The museum is not without its challenges, however, Sinopoli said. Like any museum, there is always the issue of keeping exhibits up to date. Also, with a collection as extensive as Maxwell’s, there is a huge amount of care that must go into the up-keep up the collections. Sinopoli also hopes to bring more exposure to the museum.

 

“I certainly would like to see the Maxwell become better known across UNM and across the larger community. There’s so much going on at any university, it’s sometimes hard to get known, but our curator of exhibitions does amazing exhibitions that are really provocative and interesting,” Sinopoli said.

 

Extending Maxwell “beyond the walls of our buildings”

What’s next for Maxwell? Sinopoli says her efforts will start with the creation of various advisory committees, with representatives from the diverse communities the museum serves (i.e., students, faculty, community members). The committees will advise on how the museum can better serve everyone involved. This will also serve to assert the museum’s presence and what it can offer and support the creation of better partnerships.

 

“That’s my goal to build these networks that extend beyond the walls of our buildings. They are going to help us prioritize what are our most important needs are and how we can plan to continue to care for the collections,” Sinopoli said.

 

“I really believe that our collections and resources are for the entire university and the people of New Mexico as a public institution. So I would like for the museum to become better known and better used by faculty and students across the university both for teaching and research and the other thing about being embedded in New Mexico is making sure and continuing to have strong relations with descendant communities, with native communities, and with the communities whose ancient and contemporary materials we’re privileged to care for,” Sinopoli said.

 

A pottery wolf figurine displayed as part of Maxwell Museum’s latest temporary exhibit. The exhibit will be open until late July of 2019. Photo by Felina Martinez/ Advance at UNM.
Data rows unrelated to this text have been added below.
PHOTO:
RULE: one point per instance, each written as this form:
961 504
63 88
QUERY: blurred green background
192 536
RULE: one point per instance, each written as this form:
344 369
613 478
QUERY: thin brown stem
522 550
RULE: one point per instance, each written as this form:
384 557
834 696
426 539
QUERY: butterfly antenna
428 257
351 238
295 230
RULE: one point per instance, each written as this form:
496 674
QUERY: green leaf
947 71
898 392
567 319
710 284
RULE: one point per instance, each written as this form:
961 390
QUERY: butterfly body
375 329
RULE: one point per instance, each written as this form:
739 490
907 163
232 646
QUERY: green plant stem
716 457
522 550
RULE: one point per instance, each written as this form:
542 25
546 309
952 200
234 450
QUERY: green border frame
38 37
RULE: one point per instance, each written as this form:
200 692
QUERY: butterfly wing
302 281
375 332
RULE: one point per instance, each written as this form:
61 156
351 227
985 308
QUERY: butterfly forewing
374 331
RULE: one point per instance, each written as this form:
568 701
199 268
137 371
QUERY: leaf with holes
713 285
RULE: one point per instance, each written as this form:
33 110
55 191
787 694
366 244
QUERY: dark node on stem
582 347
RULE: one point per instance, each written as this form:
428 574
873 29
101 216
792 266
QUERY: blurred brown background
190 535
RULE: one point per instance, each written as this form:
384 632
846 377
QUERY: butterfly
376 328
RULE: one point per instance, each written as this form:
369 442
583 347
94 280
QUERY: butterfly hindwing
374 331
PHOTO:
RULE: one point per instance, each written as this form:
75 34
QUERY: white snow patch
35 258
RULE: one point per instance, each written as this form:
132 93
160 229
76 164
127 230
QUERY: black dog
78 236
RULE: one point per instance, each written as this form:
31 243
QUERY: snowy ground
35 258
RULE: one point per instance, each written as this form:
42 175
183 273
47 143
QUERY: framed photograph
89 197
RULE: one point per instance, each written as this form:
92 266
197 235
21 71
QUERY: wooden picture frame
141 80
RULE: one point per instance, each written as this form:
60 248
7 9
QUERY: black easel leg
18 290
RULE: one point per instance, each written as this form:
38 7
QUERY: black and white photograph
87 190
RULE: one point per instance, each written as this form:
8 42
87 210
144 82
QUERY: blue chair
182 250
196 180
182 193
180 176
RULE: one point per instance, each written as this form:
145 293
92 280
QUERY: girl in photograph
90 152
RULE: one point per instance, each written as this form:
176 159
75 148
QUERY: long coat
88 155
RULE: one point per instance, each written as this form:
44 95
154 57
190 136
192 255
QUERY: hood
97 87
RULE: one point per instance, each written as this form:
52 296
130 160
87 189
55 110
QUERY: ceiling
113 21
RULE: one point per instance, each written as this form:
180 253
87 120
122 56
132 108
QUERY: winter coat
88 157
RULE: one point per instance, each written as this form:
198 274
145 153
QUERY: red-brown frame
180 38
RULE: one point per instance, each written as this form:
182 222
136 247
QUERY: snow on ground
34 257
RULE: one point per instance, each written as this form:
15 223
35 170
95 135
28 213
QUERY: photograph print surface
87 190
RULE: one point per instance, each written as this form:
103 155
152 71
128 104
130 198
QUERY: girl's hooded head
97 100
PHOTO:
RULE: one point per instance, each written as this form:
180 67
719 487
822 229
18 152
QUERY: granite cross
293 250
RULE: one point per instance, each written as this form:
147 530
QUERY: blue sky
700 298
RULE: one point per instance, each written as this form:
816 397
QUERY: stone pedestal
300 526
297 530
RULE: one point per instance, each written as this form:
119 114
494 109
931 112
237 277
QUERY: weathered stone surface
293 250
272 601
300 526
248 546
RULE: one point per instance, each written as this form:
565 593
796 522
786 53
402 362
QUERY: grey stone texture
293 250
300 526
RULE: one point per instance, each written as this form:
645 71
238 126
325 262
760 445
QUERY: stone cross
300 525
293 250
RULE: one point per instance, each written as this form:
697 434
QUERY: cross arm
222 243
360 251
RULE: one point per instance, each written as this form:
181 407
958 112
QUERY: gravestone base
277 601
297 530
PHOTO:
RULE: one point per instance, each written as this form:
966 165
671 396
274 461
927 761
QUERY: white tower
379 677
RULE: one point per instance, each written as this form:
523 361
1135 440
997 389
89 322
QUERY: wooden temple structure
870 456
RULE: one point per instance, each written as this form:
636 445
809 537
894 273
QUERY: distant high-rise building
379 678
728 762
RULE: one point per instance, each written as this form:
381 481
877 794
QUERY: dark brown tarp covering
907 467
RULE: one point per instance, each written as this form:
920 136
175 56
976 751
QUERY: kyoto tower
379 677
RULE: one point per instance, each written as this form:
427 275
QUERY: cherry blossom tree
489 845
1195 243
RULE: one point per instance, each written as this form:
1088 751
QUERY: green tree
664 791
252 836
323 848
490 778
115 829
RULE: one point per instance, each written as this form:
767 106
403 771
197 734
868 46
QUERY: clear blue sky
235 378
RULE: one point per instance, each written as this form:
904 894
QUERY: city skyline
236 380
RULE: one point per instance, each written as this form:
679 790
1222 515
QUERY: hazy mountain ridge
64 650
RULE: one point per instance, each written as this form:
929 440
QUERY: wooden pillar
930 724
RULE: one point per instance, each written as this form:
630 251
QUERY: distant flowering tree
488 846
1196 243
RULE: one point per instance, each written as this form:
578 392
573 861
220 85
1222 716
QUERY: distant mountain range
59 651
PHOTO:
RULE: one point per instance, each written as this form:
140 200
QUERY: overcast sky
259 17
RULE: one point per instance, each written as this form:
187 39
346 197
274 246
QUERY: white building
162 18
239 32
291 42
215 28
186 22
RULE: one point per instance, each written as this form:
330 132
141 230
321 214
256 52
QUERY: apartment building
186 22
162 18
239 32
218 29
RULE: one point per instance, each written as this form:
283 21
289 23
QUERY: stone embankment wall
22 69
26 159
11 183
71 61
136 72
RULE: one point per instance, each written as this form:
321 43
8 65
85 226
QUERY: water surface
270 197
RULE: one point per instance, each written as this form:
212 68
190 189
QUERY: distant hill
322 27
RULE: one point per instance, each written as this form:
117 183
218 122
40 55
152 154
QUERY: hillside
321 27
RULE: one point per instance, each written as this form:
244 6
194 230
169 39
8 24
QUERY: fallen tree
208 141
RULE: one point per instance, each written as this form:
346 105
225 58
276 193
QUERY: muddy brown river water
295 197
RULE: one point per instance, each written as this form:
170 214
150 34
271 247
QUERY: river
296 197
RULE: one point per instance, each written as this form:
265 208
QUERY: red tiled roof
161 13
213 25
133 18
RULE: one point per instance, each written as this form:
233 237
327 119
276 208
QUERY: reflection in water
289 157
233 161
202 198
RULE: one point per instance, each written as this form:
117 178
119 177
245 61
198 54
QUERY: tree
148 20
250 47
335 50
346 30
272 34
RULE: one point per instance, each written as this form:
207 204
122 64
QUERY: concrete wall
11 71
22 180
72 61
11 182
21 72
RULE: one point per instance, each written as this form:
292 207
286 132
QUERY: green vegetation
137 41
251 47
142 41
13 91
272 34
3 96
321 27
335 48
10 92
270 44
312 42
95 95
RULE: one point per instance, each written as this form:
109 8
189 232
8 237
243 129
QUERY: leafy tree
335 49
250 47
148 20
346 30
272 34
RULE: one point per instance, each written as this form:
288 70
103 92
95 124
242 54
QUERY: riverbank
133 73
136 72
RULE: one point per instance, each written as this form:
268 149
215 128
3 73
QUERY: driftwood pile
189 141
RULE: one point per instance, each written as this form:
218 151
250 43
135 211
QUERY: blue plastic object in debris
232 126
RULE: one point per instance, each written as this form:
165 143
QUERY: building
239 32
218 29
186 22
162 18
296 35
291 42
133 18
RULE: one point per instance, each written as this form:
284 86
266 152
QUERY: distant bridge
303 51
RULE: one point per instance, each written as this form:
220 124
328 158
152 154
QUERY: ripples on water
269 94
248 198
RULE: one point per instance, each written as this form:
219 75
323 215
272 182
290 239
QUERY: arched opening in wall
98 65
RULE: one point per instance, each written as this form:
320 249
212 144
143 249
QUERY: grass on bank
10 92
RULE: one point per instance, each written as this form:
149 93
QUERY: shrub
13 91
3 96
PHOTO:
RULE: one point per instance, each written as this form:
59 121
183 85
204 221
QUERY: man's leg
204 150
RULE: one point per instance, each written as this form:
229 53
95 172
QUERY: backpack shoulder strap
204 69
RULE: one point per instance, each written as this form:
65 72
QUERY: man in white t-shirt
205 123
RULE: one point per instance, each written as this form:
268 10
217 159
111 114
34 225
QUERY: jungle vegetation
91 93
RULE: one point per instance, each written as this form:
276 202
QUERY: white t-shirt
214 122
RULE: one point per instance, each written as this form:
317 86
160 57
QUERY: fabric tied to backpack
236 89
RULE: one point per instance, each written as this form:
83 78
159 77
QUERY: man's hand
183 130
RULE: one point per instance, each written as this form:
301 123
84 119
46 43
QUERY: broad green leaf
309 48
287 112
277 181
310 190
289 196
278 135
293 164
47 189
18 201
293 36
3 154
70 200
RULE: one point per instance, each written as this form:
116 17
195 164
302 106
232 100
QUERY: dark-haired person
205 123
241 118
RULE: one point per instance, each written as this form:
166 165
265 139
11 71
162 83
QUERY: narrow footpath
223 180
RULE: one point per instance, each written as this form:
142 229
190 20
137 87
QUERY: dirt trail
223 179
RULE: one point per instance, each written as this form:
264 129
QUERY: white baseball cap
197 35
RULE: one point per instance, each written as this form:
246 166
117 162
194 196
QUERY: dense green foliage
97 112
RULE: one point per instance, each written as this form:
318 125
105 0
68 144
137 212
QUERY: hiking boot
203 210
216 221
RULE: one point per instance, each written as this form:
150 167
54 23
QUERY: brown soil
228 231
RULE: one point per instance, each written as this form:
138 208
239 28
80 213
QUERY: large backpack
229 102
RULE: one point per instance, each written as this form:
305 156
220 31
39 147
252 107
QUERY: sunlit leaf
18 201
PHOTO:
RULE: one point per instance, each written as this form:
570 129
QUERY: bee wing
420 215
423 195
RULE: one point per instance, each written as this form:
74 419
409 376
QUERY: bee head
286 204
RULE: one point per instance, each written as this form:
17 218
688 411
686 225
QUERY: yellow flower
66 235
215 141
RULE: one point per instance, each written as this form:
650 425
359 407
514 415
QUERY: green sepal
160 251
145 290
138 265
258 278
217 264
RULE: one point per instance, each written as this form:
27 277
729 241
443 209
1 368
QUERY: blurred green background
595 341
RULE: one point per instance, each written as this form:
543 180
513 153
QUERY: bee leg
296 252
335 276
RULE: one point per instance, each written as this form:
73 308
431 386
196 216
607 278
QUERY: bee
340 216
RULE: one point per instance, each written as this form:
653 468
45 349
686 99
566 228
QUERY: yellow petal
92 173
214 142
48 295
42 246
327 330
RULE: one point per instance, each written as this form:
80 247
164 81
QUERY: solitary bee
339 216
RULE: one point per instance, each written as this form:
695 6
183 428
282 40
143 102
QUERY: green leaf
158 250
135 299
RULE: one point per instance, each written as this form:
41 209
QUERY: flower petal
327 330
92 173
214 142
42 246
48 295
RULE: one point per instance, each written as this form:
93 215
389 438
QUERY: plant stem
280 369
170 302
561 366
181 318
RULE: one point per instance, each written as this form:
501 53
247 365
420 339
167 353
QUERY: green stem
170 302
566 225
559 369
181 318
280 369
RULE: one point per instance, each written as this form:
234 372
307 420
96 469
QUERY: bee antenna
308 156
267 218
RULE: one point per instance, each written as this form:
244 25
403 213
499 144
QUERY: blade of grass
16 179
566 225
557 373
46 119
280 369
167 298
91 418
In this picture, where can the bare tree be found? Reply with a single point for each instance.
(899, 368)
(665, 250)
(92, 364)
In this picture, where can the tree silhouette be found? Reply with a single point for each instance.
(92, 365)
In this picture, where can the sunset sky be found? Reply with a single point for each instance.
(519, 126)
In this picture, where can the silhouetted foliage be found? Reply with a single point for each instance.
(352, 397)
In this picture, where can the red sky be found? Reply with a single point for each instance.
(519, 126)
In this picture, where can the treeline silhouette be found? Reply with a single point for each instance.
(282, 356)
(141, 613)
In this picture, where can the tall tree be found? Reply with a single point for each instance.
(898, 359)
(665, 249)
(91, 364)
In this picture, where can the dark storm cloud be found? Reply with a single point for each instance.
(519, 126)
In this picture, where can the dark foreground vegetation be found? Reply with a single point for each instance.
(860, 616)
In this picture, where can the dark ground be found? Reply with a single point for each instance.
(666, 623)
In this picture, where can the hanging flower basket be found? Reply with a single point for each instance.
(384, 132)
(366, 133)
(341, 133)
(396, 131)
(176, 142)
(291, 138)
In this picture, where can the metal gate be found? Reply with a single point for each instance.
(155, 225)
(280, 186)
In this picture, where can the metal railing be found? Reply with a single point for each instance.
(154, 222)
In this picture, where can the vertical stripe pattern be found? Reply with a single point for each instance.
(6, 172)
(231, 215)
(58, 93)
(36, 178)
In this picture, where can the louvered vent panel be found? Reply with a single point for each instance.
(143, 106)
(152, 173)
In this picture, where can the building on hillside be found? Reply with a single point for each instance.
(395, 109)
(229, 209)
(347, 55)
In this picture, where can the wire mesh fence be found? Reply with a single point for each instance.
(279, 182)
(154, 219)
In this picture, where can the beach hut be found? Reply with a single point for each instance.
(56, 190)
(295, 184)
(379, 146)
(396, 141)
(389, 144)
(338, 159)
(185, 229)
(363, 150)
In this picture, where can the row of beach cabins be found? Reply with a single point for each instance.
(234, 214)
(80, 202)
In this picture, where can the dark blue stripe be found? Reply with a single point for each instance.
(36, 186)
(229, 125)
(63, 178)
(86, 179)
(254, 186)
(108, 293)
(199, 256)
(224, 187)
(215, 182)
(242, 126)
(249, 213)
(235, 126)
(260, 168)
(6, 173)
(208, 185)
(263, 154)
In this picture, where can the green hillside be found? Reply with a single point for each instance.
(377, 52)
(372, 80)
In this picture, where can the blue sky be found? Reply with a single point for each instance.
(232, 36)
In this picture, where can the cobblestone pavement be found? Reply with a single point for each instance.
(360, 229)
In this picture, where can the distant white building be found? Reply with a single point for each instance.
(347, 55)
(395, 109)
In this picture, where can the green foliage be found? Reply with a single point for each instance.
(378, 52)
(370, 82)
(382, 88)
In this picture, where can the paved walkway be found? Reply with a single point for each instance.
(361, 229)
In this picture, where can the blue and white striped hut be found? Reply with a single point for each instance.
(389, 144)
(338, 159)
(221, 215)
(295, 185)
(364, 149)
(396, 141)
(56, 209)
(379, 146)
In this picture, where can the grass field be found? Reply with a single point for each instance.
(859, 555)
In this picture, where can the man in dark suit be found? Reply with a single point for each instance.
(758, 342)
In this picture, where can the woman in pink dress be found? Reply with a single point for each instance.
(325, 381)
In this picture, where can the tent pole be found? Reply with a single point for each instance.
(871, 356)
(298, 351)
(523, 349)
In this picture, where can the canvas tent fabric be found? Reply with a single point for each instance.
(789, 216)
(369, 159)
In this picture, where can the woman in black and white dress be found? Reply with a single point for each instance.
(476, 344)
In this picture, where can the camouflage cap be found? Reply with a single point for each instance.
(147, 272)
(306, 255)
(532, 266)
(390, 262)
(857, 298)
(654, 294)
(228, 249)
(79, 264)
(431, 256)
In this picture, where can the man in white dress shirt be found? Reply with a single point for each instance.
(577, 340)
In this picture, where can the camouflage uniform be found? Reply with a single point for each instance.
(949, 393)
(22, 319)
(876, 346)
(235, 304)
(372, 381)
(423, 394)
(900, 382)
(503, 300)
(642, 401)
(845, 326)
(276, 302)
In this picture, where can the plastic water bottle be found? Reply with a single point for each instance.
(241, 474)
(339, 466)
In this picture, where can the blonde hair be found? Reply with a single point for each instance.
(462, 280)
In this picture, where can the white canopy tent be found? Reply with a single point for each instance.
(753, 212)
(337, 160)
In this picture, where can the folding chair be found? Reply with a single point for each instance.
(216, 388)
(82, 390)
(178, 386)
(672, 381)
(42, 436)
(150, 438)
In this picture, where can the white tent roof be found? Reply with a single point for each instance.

The Maxwell’s latest exhibit, Intertwined: The Mexican Wolf, the People and the Land, debuted this month and will be open through late July.

 

“This exhibit looks at human-wolf relations and also considers the role of the wolf in UNM, the lobo. So that is going to look at environmental issues and how humans and animals interact, and will focus particularly on New Mexico, since the lobo is part of UNM’s identity as well as a symbol of the West in so many ways, so that should be an interesting exhibit,” Sinopoli said.